これらのコンテンツの違いを理解することで、企業は目的に応じた効果的なSNS戦略を立案することができます。

売上アップを目指したいのであれば、製品仕様、使用方法といった合理的で実用的な情報を投稿しましょう。

ブランドのファンを増やしたり、顧客ロイヤリティを高めたいのであれば、感動的なストーリーやユーモアのある投稿で喜びや驚きを与えましょう。

ちなみに今回の研究ではX(旧Twitter)よりもFacebookやInstagramのほうが、エンゲージメントを高める効果が高いことも分かっています。

一方でXのほうが拡散性に優れていることも分かっています。

とはいえ、個人的な感覚としては、扱う製品や客層によっても、プラットフォームごとの反応は異なりますから、色々と試す必要はあると思います。

フォロワー数の少ない中小企業でも意味はあるのか?

中小企業の経営者の中には、フォロワー数が少ないのでSNSでの集客は効果がないと思っている人もいます。

しかし、今回の研究では、フォロワー数が少ない場合の方が、投稿の販売効果が相対的に高いことが分かっています。

小規模なコミュニティではフォロワーとのつながりが強く、メッセージの効果が大きくなることが原因と考えられます。

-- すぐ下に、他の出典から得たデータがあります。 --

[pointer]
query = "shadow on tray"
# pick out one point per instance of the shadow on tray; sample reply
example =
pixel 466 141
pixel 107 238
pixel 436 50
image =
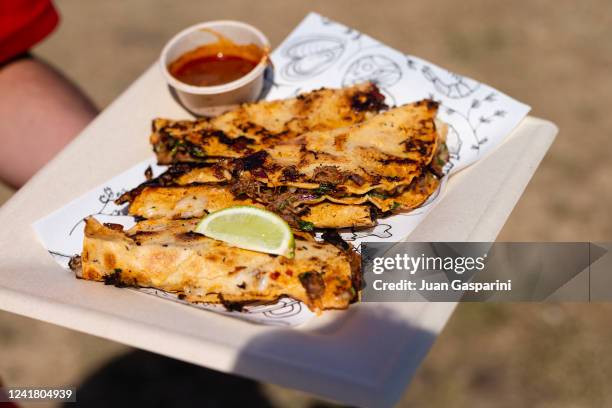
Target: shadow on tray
pixel 140 378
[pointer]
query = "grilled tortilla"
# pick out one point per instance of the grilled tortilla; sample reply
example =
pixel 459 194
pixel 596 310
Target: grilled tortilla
pixel 255 126
pixel 197 201
pixel 382 153
pixel 167 255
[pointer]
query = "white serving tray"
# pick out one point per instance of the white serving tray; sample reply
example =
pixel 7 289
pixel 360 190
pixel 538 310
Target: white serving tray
pixel 364 356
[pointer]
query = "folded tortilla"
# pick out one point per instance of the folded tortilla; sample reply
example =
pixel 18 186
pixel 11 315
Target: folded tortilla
pixel 259 125
pixel 197 201
pixel 168 255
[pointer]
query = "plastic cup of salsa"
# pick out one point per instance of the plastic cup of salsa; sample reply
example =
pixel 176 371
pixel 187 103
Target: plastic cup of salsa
pixel 213 66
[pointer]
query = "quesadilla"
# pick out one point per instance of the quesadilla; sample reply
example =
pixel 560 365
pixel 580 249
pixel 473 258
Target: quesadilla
pixel 255 126
pixel 197 201
pixel 168 256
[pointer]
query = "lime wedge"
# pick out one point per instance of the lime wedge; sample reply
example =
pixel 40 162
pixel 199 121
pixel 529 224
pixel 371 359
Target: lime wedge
pixel 249 228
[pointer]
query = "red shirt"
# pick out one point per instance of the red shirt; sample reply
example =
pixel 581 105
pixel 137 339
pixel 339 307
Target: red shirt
pixel 24 23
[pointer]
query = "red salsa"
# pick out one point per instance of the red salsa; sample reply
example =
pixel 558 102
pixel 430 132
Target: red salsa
pixel 216 63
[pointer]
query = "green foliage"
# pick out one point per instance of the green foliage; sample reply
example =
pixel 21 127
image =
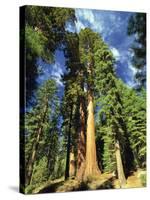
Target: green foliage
pixel 44 33
pixel 135 117
pixel 40 171
pixel 44 116
pixel 137 27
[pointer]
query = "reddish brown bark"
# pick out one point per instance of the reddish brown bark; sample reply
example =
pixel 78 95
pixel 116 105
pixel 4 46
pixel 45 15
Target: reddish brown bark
pixel 120 170
pixel 91 166
pixel 81 144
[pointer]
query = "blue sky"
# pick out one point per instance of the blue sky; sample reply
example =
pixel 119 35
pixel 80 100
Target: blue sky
pixel 112 26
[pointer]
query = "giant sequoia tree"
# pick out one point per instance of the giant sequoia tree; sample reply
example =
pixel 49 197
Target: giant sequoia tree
pixel 87 40
pixel 38 126
pixel 97 123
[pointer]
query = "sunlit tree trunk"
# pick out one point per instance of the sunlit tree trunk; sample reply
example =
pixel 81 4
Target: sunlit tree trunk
pixel 81 144
pixel 120 170
pixel 91 166
pixel 68 145
pixel 72 168
pixel 34 149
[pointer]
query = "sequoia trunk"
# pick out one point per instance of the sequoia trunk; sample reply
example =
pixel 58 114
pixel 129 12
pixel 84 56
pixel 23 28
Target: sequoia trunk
pixel 34 149
pixel 81 144
pixel 72 168
pixel 120 170
pixel 68 146
pixel 91 166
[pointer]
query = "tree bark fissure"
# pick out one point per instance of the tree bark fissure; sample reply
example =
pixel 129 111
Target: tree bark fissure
pixel 68 146
pixel 120 170
pixel 81 144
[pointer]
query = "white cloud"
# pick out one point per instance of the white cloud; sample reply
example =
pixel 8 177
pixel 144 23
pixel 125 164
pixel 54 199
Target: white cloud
pixel 85 15
pixel 57 73
pixel 132 68
pixel 79 26
pixel 115 53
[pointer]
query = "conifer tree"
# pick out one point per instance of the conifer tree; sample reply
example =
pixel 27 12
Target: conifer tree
pixel 38 124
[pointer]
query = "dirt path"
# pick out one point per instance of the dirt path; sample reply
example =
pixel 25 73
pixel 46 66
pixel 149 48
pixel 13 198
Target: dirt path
pixel 104 181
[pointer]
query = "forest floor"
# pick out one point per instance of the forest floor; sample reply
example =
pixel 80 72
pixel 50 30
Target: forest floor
pixel 105 181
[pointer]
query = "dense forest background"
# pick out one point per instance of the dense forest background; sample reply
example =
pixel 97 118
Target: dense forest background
pixel 87 128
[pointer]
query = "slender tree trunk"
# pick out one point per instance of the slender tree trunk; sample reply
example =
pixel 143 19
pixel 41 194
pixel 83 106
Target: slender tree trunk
pixel 81 144
pixel 68 146
pixel 34 151
pixel 72 168
pixel 120 170
pixel 91 166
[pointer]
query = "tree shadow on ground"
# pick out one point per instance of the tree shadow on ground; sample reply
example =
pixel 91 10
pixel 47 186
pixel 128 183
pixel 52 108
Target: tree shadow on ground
pixel 51 188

これに関しては「広告効果とフォロワー数。なぜナノインフルエンサーのほうが収益が高いのか?」の記事が参考になると思います。

大切なことはフォロワー数ではなく、フォロワーの質なのです。自社の提供する商品やサービスを利用しているフォロワーの割合が高ければ、少ないフォロワー数でもSNSの集客効果を得ることは可能です。

また、新製品に関する投稿の場合、販売促進効果が特に高いことも分かっています。

消費者が製品についての情報をまだ持っていないため影響を与えやすいからです。

ですから新製品やサービスを投入した際には積極的にSNSで発信していきましょう。

参考文献:Liadeli, G., Sotgiu, F., & Verlegh, P. W. J. (2023). A Meta-Analysis of the Effects of Brands’ Owned Social Media on Social Media Engagement and Sales.